# A Poem About Wyoming



## Bears Butt

I don't know if this is true or not, someone from that state will have to verify it.


----------



## wyogoob

lol yeah, it's true.

Yesterday I worked in Granger on the Black's Fork. -5° F at noon


----------



## Wyoming_Winds

That is great. Thanks for sharing.


----------



## outdoorser

Nice


----------



## T-Bone

BTDT. Lived in Wyoming for a few years. Something about missing the -35 with 50 mph wind *doesn't* bring a tear to my eye!
My travel trailer furnace going through 2-100 pound propane tanks in one week and having to use plumbing heat tape & fiberglass insulation and a wool blanket to keep them warm enough to produce gas...man. Ain't gonna do that again!


----------



## Mr Muleskinner

Ahhhhhh yes.
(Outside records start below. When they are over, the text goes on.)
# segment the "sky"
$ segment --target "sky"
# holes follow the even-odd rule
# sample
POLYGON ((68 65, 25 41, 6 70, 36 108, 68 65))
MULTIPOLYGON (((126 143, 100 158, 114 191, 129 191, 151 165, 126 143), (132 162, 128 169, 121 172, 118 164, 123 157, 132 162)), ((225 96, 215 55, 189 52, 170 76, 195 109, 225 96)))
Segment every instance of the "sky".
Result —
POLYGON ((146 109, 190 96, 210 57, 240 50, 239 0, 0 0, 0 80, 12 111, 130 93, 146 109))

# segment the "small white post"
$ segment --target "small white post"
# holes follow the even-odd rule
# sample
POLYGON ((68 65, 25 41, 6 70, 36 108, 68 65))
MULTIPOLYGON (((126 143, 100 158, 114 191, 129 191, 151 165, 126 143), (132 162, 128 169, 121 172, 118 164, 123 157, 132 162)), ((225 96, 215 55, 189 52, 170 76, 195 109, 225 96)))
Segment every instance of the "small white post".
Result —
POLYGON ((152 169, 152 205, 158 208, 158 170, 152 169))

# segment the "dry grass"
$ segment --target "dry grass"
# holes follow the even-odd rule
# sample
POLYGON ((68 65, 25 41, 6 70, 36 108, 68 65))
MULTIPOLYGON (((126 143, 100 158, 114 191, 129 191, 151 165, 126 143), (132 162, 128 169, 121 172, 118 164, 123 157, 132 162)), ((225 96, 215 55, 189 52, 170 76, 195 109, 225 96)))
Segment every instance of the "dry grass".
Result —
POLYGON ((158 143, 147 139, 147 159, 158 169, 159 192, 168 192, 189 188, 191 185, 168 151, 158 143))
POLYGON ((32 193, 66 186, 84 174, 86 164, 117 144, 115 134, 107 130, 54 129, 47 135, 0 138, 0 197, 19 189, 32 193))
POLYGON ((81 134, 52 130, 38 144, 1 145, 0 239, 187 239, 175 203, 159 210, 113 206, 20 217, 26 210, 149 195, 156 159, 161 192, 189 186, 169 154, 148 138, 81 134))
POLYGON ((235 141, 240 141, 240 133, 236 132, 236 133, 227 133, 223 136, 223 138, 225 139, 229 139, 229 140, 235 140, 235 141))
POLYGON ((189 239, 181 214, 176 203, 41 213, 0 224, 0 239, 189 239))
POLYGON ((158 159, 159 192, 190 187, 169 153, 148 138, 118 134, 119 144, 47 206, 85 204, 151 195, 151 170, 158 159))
Crawling under the single wide in the fifth grade several times a year to thaw out the water pipes so my family could bathe.....good times. I also remember be able to spit, watching it bounce off the ground and blow down the street. True story. Summer of 78 it snowed in Tensleep during the 4th of July parade.


----------



## wyogoob

Mr Muleskinner said:


> Ahhhhhh yes. Crawling under the single wide in the fifth grade several times a year to thaw out the water pipes so my family could bathe.....good times. I also remember be able to spit, watching it bounce off the ground and blow down the street. True story. Summer of 78 it snowed in Tensleep during the 4th of July parade.


Snow on the 4th of July!!!!!! Is that bad? 

.


----------



## Mr Muleskinner

No it was actually pretty cool. Lasted about 3 hours and then warmed right back up.


----------



## Ifish

Grandpa was born in Evanston and spent time growing up in other parts of Wyoming. He use to say that the snow in a Wyoming winter never melted, it just got worn out from being blown back and forth. He also said that they fed their chickens lead pellets to keep them from blowing away.

I always thought he was joking! :shock:


----------



## wyogoob

Very cold week at work: 
Wednesday -13° and windy, high of -1°.
Thursday -21° in morning but made it to 8° F during the day...nice day really.
Friday -17 in morning and foggy, -4° at 4 pm. Another nice afternoon. All the cottontails were out catching some rays in the afternoon.


----------



## LostLouisianian

Ahhhhh Wyoming.......where the men are men.....and the sheep are scared!


----------